Bringing home a stressed rescue dog is difficult physically and emotionally. However, there is hope! Here are three simple things you can do to help your new dog become less fearful and more content.


Stress is all-consuming, and abandonment (or losing their person some other way) followed by unsettlement can cause even the most resilient dog to be stressed. If you’re rescuing a dog, though, it’s a great idea to consider how to handle their emotions by keeping their lives as stress-free as possible.


Understanding


First, we must understand the nature of stress. A typical happy, relaxed or neutral dog is in a state of homeostasis. The state of homeostasis means everything is working well, and all bodily systems are in good balance. A dog settled in a relaxed home was likely to be in homeostasis most of the time. Then if something happens and everything changes for them, hormones start running amok. Emotional states vary, which changes the natural shape of the dog’s body. It goes out of balance, and homeostasis becomes, instead, imbalance.


A rescue dog will need space, face no pressure, and have time to settle down from the significant life change he has just experienced.


Space


Space and distance are vitally important when you bring a new dog home. Sleep is also so crucial to dogs. Rescued dogs who have been through a complete life change need restorative and healing sleep more than many.


Provide a lovely comfortable space for your new rescue dog to settle and relax. He may need a reasonable long rest period when he first comes home to you. That’s fine; let him rest.


Dogs need space to retreat, confident in the knowledge they can properly sleep and relax but also space away from our attention and fascination with them. Our desperation to comfort them and make friends can intimidate a new dog. New dogs need space from us, so they can check we are safe, from their safe distance. So if you find yourself watching your dog, ask yourself if you’re also intimidating them.


Dogs do find staring at a stranger quite intimidating. Later, that same attention becomes the look of love with the help of bonding hormones, but in the beginning, they need some time to adjust.


A new rescue dog might even need distance from the outside world. Some rescue dogs might need a walk break; that’s fine too.
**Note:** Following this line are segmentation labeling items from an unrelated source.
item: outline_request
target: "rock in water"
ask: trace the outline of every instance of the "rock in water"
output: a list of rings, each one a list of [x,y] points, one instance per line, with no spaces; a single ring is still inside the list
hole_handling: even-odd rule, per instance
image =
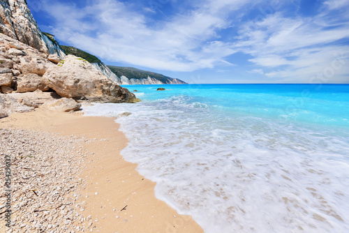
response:
[[[77,111],[80,109],[81,104],[77,103],[71,98],[62,98],[59,100],[52,102],[47,102],[42,105],[40,107],[46,108],[50,110],[59,112]]]
[[[46,85],[59,96],[90,101],[137,103],[140,101],[125,88],[110,81],[87,61],[66,56],[43,75]]]

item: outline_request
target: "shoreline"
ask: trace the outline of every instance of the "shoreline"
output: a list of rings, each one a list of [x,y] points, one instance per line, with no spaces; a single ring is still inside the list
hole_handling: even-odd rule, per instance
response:
[[[13,114],[0,119],[0,123],[1,128],[87,139],[87,142],[77,145],[82,151],[88,151],[80,177],[85,183],[75,194],[83,206],[73,207],[84,218],[91,216],[89,222],[80,224],[88,232],[93,229],[96,232],[118,233],[203,232],[191,216],[181,216],[157,200],[156,183],[135,170],[137,164],[124,160],[120,151],[127,146],[128,140],[118,130],[114,119],[36,110]],[[88,223],[92,224],[87,226]]]

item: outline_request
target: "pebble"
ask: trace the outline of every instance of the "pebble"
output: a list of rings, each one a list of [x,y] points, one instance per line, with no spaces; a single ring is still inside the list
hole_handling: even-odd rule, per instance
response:
[[[12,211],[20,217],[13,219],[12,232],[87,231],[80,225],[86,219],[79,213],[84,210],[84,204],[73,206],[79,188],[87,185],[86,180],[79,178],[86,162],[84,152],[79,152],[78,148],[89,141],[42,131],[0,128],[1,164],[4,164],[4,156],[8,155],[16,165],[11,188],[17,200]],[[0,180],[4,179],[0,172]],[[0,197],[0,211],[4,204],[5,198]],[[39,211],[34,212],[36,210]],[[3,220],[0,215],[0,221]]]

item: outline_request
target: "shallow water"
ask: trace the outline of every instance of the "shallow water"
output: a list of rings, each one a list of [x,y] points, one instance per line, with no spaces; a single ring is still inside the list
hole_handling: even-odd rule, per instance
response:
[[[205,232],[349,232],[349,85],[125,87],[84,111],[131,112],[121,154]]]

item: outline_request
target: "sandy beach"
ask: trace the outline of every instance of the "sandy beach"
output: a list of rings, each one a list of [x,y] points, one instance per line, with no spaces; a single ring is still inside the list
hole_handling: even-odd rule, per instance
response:
[[[3,135],[10,134],[12,130],[17,137],[22,135],[52,137],[52,142],[60,140],[63,145],[65,140],[70,140],[74,144],[70,153],[73,150],[78,151],[76,156],[70,153],[68,158],[69,163],[71,162],[68,168],[72,170],[71,174],[76,174],[64,177],[69,173],[63,172],[63,176],[59,177],[76,184],[75,187],[73,190],[58,192],[61,195],[61,199],[51,204],[39,203],[35,206],[40,202],[41,195],[47,195],[40,188],[45,190],[48,187],[34,187],[36,191],[33,189],[34,191],[22,193],[21,182],[30,183],[32,176],[34,179],[36,175],[15,177],[21,174],[17,170],[22,167],[16,167],[14,163],[12,179],[16,178],[17,182],[13,184],[15,188],[12,193],[12,232],[202,232],[191,216],[180,216],[165,202],[157,200],[154,195],[155,183],[139,174],[135,170],[136,164],[123,159],[120,151],[126,146],[128,141],[118,130],[119,125],[114,120],[38,109],[0,119],[0,128],[5,130]],[[45,146],[50,146],[47,143]],[[36,156],[40,156],[40,153]],[[19,159],[15,158],[16,154],[12,156],[13,160]],[[52,164],[59,167],[65,163],[61,160],[66,158],[50,159]],[[3,164],[1,167],[5,167]],[[45,181],[46,176],[41,174],[45,174],[45,167],[39,173],[40,179]],[[6,202],[4,194],[4,190],[1,190],[1,206]],[[27,200],[22,199],[24,196]],[[20,203],[17,203],[20,200],[26,203],[21,207]],[[39,207],[43,204],[45,205],[45,209],[41,210]],[[33,210],[35,213],[31,216],[29,212]],[[0,212],[3,211],[3,206]],[[22,213],[27,213],[25,218]],[[66,217],[69,215],[70,218]],[[0,232],[4,230],[8,229],[1,216]]]

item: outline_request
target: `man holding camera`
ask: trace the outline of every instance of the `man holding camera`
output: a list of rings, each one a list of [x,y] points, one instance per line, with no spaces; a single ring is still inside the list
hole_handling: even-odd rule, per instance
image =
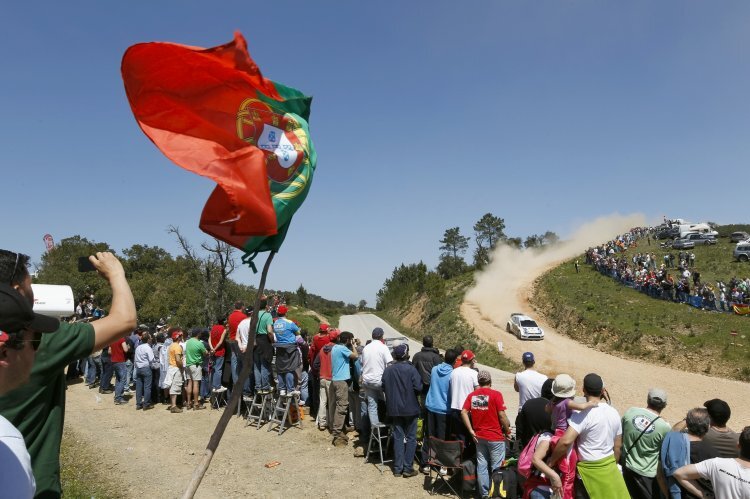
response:
[[[65,415],[65,366],[83,359],[136,326],[133,294],[120,261],[109,252],[89,257],[112,287],[109,315],[92,323],[61,323],[43,335],[28,383],[0,396],[0,414],[23,434],[36,478],[37,497],[60,497],[60,442]],[[0,250],[0,283],[16,289],[31,307],[29,257]]]

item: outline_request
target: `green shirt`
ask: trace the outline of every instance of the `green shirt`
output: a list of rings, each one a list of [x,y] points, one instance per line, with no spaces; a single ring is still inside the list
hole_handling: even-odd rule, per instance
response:
[[[273,317],[271,317],[270,313],[263,311],[258,315],[256,331],[258,334],[268,334],[268,326],[273,327]]]
[[[627,451],[625,466],[639,475],[651,478],[656,476],[664,435],[672,429],[669,423],[659,418],[646,430],[638,443],[629,451],[628,449],[655,418],[656,414],[640,407],[631,407],[622,416],[622,452]]]
[[[91,355],[93,350],[91,324],[61,322],[57,332],[42,335],[29,382],[0,397],[0,414],[18,428],[26,441],[37,497],[60,497],[65,367]]]
[[[206,347],[203,346],[203,342],[198,338],[190,338],[187,343],[185,343],[185,365],[202,365],[204,352],[206,352]]]

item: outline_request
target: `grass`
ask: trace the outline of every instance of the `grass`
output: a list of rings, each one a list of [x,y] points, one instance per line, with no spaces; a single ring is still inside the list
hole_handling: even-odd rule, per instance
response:
[[[715,246],[690,250],[702,282],[715,287],[717,280],[750,275],[749,264],[733,260],[733,247],[722,238]],[[632,258],[638,251],[653,252],[659,263],[667,253],[652,241],[626,254]],[[628,357],[750,381],[750,317],[650,298],[587,265],[576,274],[574,260],[542,276],[535,298],[535,305],[559,332]],[[677,271],[671,272],[675,277]],[[731,331],[739,333],[736,340]]]
[[[98,472],[97,452],[65,428],[60,449],[60,481],[63,497],[72,499],[125,497],[117,489],[115,476]]]

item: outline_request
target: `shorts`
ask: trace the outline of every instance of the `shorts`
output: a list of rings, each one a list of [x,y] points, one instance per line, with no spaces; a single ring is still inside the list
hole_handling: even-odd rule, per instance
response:
[[[193,381],[200,381],[203,379],[203,368],[201,366],[187,366],[185,368],[185,377]]]

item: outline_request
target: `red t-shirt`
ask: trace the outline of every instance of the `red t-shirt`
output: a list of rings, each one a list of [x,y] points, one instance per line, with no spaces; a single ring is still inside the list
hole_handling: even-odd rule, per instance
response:
[[[471,414],[471,426],[477,438],[497,442],[505,440],[498,411],[505,410],[503,394],[489,387],[480,387],[466,397],[464,410]]]
[[[125,344],[125,338],[120,338],[114,343],[109,345],[109,356],[112,359],[112,363],[125,362],[125,350],[122,349],[122,345]]]
[[[247,315],[245,315],[242,310],[235,310],[231,314],[229,314],[229,319],[227,319],[227,327],[229,328],[229,339],[232,341],[237,341],[237,326],[240,325],[240,322],[247,319]]]
[[[216,346],[219,343],[219,340],[221,339],[221,335],[224,334],[224,326],[221,324],[214,324],[214,327],[211,328],[211,346]],[[221,342],[221,345],[219,348],[216,349],[216,356],[217,357],[224,357],[224,342]]]

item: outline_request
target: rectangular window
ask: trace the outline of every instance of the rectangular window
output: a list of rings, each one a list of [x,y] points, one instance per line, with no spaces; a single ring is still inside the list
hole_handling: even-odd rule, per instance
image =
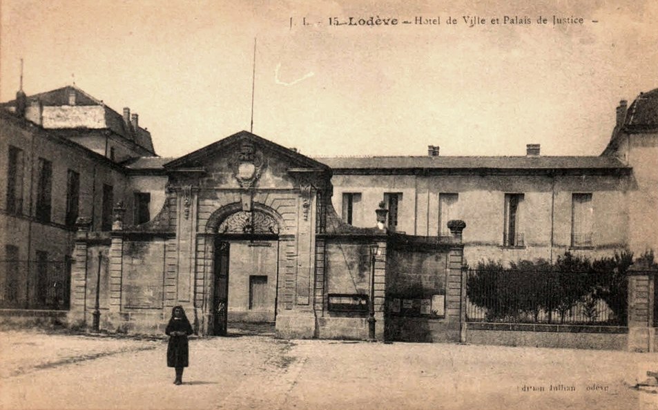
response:
[[[39,307],[46,305],[48,297],[48,252],[37,251],[37,304]]]
[[[267,277],[252,275],[249,276],[249,309],[265,309],[267,298]]]
[[[23,213],[23,150],[9,146],[7,167],[7,212]]]
[[[66,226],[73,226],[78,217],[80,202],[80,174],[68,170],[66,179]]]
[[[151,193],[148,192],[135,193],[133,224],[139,225],[151,220],[148,206],[151,204]]]
[[[103,214],[101,218],[101,231],[112,231],[112,207],[114,202],[111,185],[103,184]]]
[[[3,262],[5,271],[4,304],[7,306],[14,306],[18,302],[19,261],[18,246],[5,245],[5,260]]]
[[[354,225],[358,219],[361,203],[361,194],[358,193],[345,193],[342,194],[342,220]]]
[[[459,195],[455,193],[438,194],[438,235],[450,236],[448,221],[456,219],[457,200]]]
[[[572,246],[592,246],[593,213],[591,193],[574,193],[572,195]]]
[[[52,192],[52,163],[43,158],[39,159],[39,179],[37,183],[37,220],[50,222],[50,209]]]
[[[523,194],[505,194],[504,246],[523,246],[523,233],[521,226],[521,204]]]
[[[395,230],[398,227],[398,211],[401,202],[401,193],[384,194],[384,202],[386,204],[386,208],[389,210],[388,227],[389,229]]]

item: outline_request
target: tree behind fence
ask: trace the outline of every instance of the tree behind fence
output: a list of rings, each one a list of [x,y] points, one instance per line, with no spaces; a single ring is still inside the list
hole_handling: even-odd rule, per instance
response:
[[[652,263],[652,254],[644,257]],[[593,262],[567,253],[554,264],[481,262],[467,272],[467,320],[625,326],[632,261],[624,251]]]

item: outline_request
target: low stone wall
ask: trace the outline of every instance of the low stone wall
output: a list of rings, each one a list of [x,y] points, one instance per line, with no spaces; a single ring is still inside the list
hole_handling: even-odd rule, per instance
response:
[[[188,319],[193,325],[194,318],[188,316]],[[162,311],[101,312],[101,329],[110,332],[164,334],[168,320],[169,314]]]
[[[318,338],[365,340],[368,338],[368,319],[318,318]]]
[[[466,329],[473,344],[626,350],[628,339],[622,326],[468,323]]]
[[[459,323],[425,318],[390,317],[386,322],[386,340],[398,342],[459,342]]]
[[[68,311],[37,309],[0,309],[0,329],[63,326]]]

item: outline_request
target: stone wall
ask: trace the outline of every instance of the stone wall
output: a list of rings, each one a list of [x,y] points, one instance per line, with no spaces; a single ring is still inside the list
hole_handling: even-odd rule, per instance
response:
[[[416,242],[414,244],[414,242]],[[389,247],[386,338],[458,342],[465,323],[462,304],[463,247],[422,244]]]

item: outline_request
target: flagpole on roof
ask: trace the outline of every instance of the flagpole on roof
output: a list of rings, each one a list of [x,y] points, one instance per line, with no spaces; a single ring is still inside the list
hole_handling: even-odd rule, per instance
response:
[[[256,38],[253,37],[253,68],[251,72],[251,125],[249,132],[253,132],[253,91],[256,82]]]

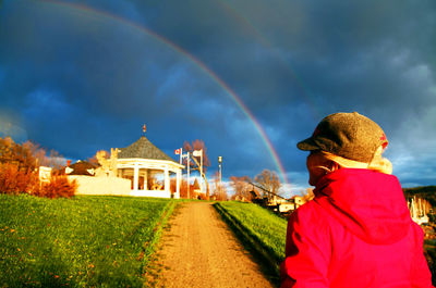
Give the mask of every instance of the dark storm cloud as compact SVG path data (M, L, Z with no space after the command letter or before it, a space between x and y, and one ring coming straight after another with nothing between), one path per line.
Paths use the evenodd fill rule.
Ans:
M252 121L184 52L222 79L266 130L295 187L322 117L380 124L409 185L434 184L433 1L4 1L1 129L75 158L147 136L169 154L205 140L225 175L277 170ZM55 133L56 132L56 133ZM413 162L413 170L407 170Z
Having a few days to get to know their permanent space is excellent for stress relief.


Limit Your Expectations


In the beginning, caring for a new rescue dog may be low key. They just need space and time, nutrition, water and veterinary care if necessary, so we should naturally provide that. Then we can begin with all the fun stuff that our dogs will enjoy, but first, they need to settle and deal with the stress associated with being homeless and then a complete life change. When they realise that life is not so bad with us, they will start to enjoy themselves.


To settle and stress reduction, they simply need understanding, space and freedom.